Forrest Alton has been in the non-profit sector for more than 15 years. Most recently he served as CEO of the South Carolina Campaign to Prevent Teen Pregnancy, where his leadership resulted in significant growth for the agency, which is now recognized as a national leader on issues related to adolescent health. After 10 years in the C-Suite, Forrest stepped down in 2016 to focus his energy on his new enterprise—1000 Feathers. His goal: to help make the non-profit, social and philanthropic sectors stronger by training and developing leaders, helping organizations think and act more strategically, posing difficult questions organizations are typically afraid to ask and encouraging big, bold courageous conversations.
How Did You Start Using Your Talents?
“In late 2002, after I had moved to Columbia, South Carolina, I was introduced to Susan Boyd, the CEO of the South Carolina campaign to prevent teen pregnancy. She offered me a graduate assistantship at the University of South Carolina, because she had heard about the work I had done in Georgetown with the small nonprofit there. Between 2002 and 2007 I had a half dozen different positions in the organizations and by 2007 was promoted to CEO.”
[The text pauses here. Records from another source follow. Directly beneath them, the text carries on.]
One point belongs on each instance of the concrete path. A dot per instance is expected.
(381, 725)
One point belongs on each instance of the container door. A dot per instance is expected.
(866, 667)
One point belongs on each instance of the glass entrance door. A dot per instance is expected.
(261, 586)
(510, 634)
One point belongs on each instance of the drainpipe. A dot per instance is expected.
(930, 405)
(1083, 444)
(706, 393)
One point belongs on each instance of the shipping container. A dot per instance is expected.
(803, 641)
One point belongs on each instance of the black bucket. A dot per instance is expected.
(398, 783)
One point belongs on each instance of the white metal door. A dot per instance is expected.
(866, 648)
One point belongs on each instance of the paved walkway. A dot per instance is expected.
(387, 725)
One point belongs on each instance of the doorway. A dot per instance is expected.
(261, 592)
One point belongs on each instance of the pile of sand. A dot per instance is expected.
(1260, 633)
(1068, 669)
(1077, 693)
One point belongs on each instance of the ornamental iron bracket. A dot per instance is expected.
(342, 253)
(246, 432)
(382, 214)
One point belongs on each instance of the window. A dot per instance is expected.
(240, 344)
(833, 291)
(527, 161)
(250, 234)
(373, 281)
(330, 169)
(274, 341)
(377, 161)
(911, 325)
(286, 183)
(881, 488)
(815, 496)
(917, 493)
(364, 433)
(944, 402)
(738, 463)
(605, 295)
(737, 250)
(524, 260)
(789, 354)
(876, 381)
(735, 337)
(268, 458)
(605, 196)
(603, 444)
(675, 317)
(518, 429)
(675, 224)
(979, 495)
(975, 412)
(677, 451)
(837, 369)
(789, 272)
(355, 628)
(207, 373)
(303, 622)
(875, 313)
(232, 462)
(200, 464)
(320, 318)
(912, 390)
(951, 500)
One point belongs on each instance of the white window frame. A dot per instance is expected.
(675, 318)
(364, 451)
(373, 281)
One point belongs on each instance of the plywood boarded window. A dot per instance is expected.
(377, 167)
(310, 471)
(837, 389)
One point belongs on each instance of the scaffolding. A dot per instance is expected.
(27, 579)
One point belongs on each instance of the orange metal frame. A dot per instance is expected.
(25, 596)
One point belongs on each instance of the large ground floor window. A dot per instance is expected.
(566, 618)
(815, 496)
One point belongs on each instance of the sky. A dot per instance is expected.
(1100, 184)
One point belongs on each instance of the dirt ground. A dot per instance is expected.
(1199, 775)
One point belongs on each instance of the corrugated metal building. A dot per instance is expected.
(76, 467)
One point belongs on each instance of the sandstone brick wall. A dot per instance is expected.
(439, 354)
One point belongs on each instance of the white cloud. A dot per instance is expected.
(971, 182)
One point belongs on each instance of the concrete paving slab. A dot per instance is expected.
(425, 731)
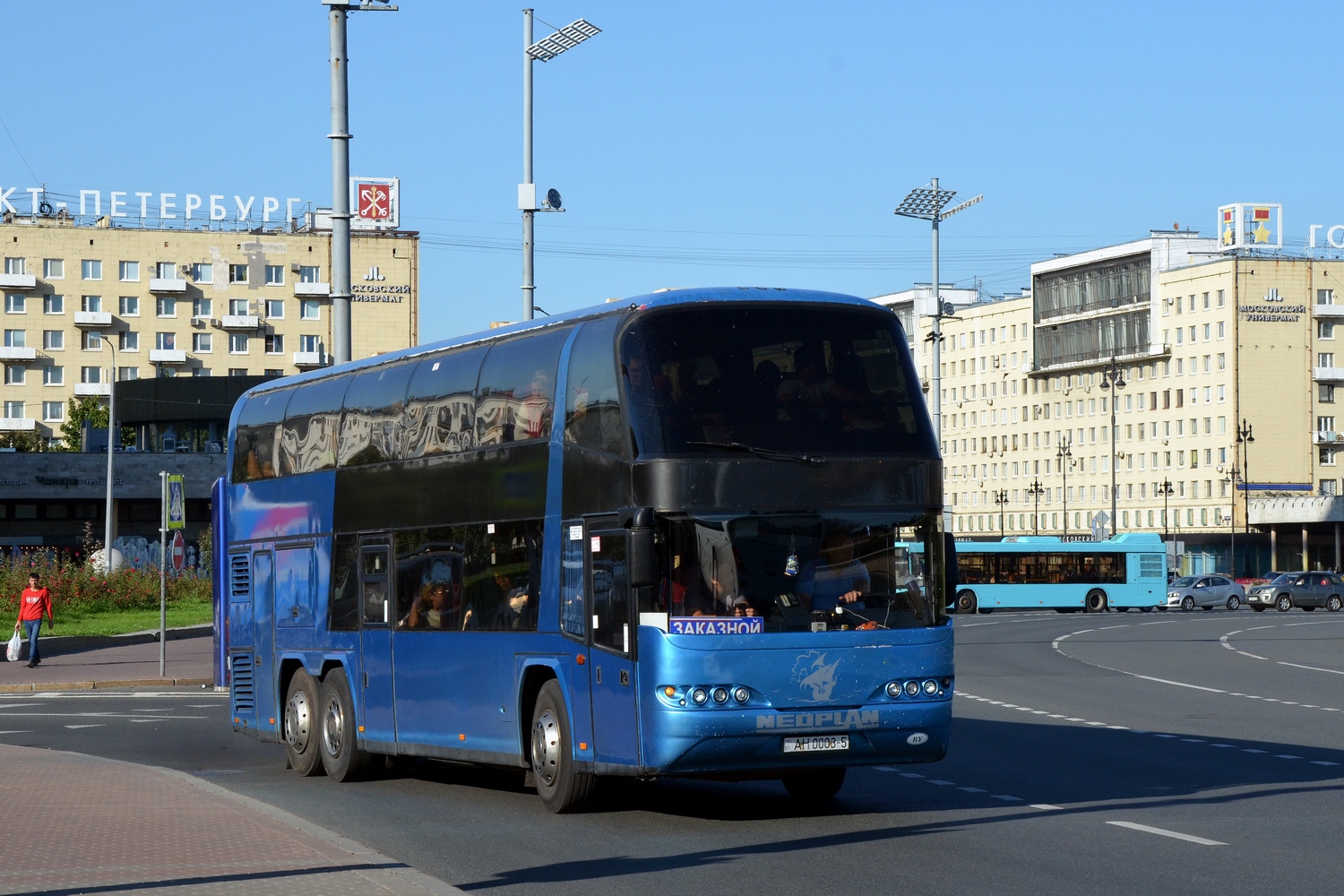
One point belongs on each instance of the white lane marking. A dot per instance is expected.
(1163, 831)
The Most Impactful Turning Point?
“After graduating from Coastal Carolina with a degree in Health Promotion, I emailed one of my professors and said I was moving back to New York because I was unable to find meaningful work. She emailed back that she had just helped a small nonprofit in Georgetown, South Carolina, obtain a grant to work on teen pregnancy prevention. She didn’t know if I’d be interested at all but she knew they were hiring and she’d love to make an introduction. That was in March, 2000, and for the next 17 years of my life I was committed, dedicated and focused on the issue of teen pregnancy prevention in South Carolina.”
The Most Powerful Lesson Learned?
“I grew up in a tiny town in upstate New York—La Fargeville, which had fewer than 700 people. My mother was the school principal, my father was the banker and I had two older sisters. I often say my upbringing was as close to the “Leave It to Beaver” family as you can get—close knit, loving and considerate. My high school graduating class had 30 kids. The basic lessons I learned from this upbringing laid the foundation for my life.”
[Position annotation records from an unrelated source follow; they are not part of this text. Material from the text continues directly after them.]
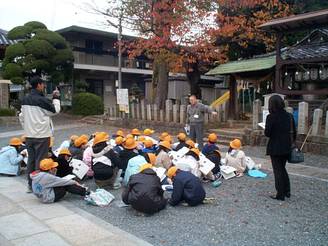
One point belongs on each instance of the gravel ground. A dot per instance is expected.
(242, 213)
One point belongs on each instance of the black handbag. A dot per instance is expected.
(296, 155)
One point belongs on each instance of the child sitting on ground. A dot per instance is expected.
(49, 188)
(144, 191)
(63, 159)
(181, 141)
(105, 162)
(10, 158)
(163, 159)
(236, 158)
(186, 187)
(211, 144)
(149, 146)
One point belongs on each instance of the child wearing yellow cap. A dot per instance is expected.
(144, 191)
(10, 158)
(63, 160)
(211, 145)
(236, 157)
(162, 157)
(48, 187)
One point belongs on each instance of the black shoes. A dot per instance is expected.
(280, 198)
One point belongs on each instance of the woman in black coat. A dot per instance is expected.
(144, 192)
(280, 129)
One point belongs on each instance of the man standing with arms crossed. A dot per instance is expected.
(195, 118)
(35, 118)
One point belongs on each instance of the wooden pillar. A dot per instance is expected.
(233, 100)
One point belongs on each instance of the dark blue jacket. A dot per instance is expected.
(187, 187)
(209, 148)
(149, 150)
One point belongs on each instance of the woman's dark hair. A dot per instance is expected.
(276, 104)
(193, 155)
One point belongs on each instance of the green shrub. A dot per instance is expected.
(7, 112)
(87, 104)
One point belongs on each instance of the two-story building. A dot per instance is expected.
(96, 63)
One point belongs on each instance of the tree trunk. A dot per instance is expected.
(160, 82)
(193, 76)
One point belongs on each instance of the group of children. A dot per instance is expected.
(130, 160)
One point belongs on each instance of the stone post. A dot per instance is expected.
(161, 115)
(256, 113)
(143, 110)
(317, 122)
(303, 118)
(149, 112)
(290, 110)
(176, 113)
(326, 125)
(168, 110)
(183, 112)
(155, 107)
(133, 110)
(138, 111)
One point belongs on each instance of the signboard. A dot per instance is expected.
(122, 96)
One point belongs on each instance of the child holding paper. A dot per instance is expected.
(49, 188)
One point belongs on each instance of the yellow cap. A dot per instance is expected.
(172, 172)
(145, 166)
(152, 158)
(141, 138)
(100, 138)
(135, 131)
(47, 164)
(196, 151)
(119, 140)
(80, 141)
(130, 143)
(120, 133)
(163, 135)
(212, 137)
(148, 132)
(190, 143)
(148, 143)
(64, 152)
(165, 144)
(235, 144)
(182, 136)
(52, 140)
(15, 142)
(74, 137)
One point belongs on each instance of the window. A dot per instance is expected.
(93, 46)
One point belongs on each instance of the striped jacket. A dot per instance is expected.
(36, 113)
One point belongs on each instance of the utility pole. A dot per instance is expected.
(119, 39)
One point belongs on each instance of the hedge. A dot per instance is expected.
(7, 112)
(87, 104)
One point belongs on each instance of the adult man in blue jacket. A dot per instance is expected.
(186, 187)
(35, 118)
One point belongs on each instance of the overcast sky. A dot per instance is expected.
(55, 14)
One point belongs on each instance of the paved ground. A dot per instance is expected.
(242, 213)
(25, 221)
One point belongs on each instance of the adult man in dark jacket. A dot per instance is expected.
(35, 118)
(195, 118)
(144, 191)
(186, 187)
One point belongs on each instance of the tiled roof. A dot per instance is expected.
(4, 40)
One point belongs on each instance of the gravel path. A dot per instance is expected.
(241, 215)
Steps to Success from Forrest Alton
- Realize that you are not alone on your journey.
- Continually be open to new relationships that are mutually beneficial and grow your Rolodex early on!
- Reach out to people who are in areas of work you are interested in—pick their brains. Most people love to share their experience.
- Always be open to the possibilities and never be afraid to take a chance on an opportunity that feels right to you.